Again, Katy was to blame for this warped response.

It’s strange how books can romanticise some of the most unromantic, uncomfortable and, realistically, awful situations.

It also happened when I read Jack Kerouac’s On the Road while I was at university. Suddenly, those grim, rundown motels that you pass when you drive through wastelands on the outskirts of cities seemed to be imbued with a seedy glamour.

In my mind, they changed from being places where I would not trust the locks or the cleanliness of the sheets, to places of endless possibilities. They had, after all, been sanctified in a literary classic. (Obviously, a night spent in one of these establishments, staring at a mouldy ceiling and jumping at every rattle of the flimsy security door, would quickly remove any mistaken sense of glamour or romance.)

This effect might have been behind Kylie Jenner’s decision to hold a soiree in the style of The Handmaid’s Tale, where partygoers dressed in white bonnets and maroon gowns and capes. It didn’t escape the attention of critics that the book was about the very unglamorous theme of the cruel and often violent subjugation of women. But I’m with Kylie – somehow books create glamour when there is none.

Like visual artists, writers can help readers see places, situations and people through new eyes, bringing beauty to something that might previously have been considered barren, and casting a rosie hue even on a cruising disaster.

They can bestow beauty on unlikely settings – in The Dry, it was a struggling farming community where a family was murdered. Here, somehow, the striking beauty of the place shone through, despite the action in the foreground.

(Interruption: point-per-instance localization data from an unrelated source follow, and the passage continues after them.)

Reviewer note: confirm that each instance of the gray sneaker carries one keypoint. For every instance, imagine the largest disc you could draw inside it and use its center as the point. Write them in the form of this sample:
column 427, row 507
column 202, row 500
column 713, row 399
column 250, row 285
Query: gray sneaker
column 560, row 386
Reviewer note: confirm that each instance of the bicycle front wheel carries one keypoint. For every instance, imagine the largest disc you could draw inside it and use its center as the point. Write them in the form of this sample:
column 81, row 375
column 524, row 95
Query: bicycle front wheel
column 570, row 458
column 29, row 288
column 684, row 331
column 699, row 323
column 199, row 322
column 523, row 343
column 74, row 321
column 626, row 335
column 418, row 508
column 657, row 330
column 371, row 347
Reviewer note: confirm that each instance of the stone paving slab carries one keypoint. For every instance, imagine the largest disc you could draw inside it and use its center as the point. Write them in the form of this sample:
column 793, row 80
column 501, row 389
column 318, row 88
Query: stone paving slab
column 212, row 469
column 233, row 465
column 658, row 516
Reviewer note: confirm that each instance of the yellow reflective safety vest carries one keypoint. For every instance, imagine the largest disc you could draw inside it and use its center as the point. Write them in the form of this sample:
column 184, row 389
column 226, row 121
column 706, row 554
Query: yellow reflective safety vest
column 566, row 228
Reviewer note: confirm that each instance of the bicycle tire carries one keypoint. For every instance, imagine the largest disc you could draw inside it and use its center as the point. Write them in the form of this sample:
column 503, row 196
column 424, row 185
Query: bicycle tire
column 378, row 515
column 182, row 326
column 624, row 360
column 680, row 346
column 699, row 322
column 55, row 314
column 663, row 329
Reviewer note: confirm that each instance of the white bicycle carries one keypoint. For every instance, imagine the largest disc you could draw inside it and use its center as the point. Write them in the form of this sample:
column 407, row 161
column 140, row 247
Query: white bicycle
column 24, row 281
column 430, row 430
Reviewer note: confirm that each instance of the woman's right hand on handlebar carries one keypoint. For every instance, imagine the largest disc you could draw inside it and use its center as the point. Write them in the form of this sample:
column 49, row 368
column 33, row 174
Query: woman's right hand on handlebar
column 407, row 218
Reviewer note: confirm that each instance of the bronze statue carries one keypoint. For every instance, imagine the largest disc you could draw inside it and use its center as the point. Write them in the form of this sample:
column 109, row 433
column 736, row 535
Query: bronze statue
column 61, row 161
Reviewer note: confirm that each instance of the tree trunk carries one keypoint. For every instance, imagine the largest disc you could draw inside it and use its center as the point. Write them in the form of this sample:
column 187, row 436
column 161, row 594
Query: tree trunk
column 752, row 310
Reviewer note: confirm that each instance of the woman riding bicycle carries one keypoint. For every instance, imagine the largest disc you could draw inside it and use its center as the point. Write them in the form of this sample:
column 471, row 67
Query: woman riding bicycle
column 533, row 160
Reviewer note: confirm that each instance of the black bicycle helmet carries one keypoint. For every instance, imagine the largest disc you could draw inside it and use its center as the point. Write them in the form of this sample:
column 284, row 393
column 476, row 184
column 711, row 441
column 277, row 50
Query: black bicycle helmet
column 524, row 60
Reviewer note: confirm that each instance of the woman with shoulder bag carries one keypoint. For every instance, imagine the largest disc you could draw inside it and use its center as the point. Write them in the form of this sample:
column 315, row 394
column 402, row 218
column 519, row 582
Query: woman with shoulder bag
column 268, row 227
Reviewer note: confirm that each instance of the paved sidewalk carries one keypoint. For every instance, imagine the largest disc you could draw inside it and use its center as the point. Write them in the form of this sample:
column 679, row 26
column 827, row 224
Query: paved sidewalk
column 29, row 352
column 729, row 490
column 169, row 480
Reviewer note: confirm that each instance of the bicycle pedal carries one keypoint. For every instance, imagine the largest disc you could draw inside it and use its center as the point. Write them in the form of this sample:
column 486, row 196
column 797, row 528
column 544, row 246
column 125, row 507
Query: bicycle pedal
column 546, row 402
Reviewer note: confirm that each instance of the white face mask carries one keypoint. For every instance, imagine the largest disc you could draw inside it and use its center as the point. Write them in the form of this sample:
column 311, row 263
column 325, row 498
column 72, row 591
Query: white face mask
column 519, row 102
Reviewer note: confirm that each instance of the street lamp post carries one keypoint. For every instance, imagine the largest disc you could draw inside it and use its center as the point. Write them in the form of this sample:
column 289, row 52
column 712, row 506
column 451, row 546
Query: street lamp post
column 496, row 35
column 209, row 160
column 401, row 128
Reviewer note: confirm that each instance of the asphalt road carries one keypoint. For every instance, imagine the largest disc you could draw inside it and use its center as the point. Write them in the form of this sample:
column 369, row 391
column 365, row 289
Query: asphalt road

Similarly, in The Choke, a desperately sad story of a neglected child who was living in poverty in the bush, the setting on the banks of the Murray River maintained its beauty. In many ways, that beauty contrasted the awfulness of the situation the girl was in, and offered her the little comfort that was available to her.

And perhaps there is also a sense of nostalgia involved; readers remember a book fondly, and the intense feelings and enjoyment it evoked. That enjoyment colours the reality of the setting or the circumstances, however tawdry, brutal or boring.

With this in mind, I’m sure my husband will be buying me books about camping next, hoping to make the idea of drop toilets and burnt sausages a little more appealing.